Background: Cardiac-targeted expression of truncated K(v)4.2 subunit (K(v)4.2N) reduces transient outward current (I(to)) density, prolongs action potentials (APs), and enhances contractility in 3- to 4-week-old transgenic mice. By 13 to 15 weeks of age, these mice develop severely impaired cardiac function and signs of heart failure. In this study, we examined whether augmented contractility in K(v)4.2N mice results from elevations in intracellular calcium ([Ca2+]i) secondary to AP prolongation and investigated the putative roles of calcineurin activation in heart disease development of K(v)4.2N mice.

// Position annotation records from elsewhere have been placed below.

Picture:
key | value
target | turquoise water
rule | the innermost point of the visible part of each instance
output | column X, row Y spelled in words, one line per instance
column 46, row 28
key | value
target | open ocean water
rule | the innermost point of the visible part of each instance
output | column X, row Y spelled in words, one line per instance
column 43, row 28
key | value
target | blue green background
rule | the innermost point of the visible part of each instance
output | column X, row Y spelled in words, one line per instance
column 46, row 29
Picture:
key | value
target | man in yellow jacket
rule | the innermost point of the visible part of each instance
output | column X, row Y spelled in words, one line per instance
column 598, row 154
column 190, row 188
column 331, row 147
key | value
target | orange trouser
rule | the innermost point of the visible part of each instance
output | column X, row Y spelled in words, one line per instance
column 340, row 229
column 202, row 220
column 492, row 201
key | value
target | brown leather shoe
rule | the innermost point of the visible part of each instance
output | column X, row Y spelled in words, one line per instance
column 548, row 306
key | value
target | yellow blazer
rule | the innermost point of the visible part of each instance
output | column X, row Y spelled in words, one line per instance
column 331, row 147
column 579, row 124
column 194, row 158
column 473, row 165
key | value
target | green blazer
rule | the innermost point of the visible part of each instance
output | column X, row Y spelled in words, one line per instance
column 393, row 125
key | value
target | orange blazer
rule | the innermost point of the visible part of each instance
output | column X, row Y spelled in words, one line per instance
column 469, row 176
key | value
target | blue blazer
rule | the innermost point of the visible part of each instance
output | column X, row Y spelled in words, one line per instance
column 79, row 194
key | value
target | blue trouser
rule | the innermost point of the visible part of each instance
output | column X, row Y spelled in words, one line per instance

Methods and results: At 3 to 4 weeks of age, L-type Ca2+ influx and peak [Ca2+]i were significantly elevated in K(v)4.2N myocytes compared with control because of AP prolongation. Cardiac calcineurin activity was also significantly elevated in K(v)4.2N mice by 5 weeks of age relative to controls and increased progressively as heart disease developed. This was associated with activation of protein kinase C (PKC)-alpha and PKC-theta but not PKC-epsilon, as well as increases in beta-myosin heavy chain (beta-MHC) and reductions in sarcoplasmic/endoplasmic reticulum Ca2+-ATPase (SERCA)-2a expression. Treatment with either cyclosporin A or verapamil prevented increases in heart weight to body weight ratios, interstitial fibrosis, impaired contractility, PKC activation, and changes in the expression patterns of beta-MHC and SERCA2a.
Conclusions: Our results demonstrate that AP prolongation caused by I(to) reduction results in enhanced Ca2+ cycling and hypercontractility in mice and suggests that elevations in [Ca2+]i via I(Ca,L) and activation of calcineurin play a central role in disease development after I(to) reduction using the K(v)4.2N construct.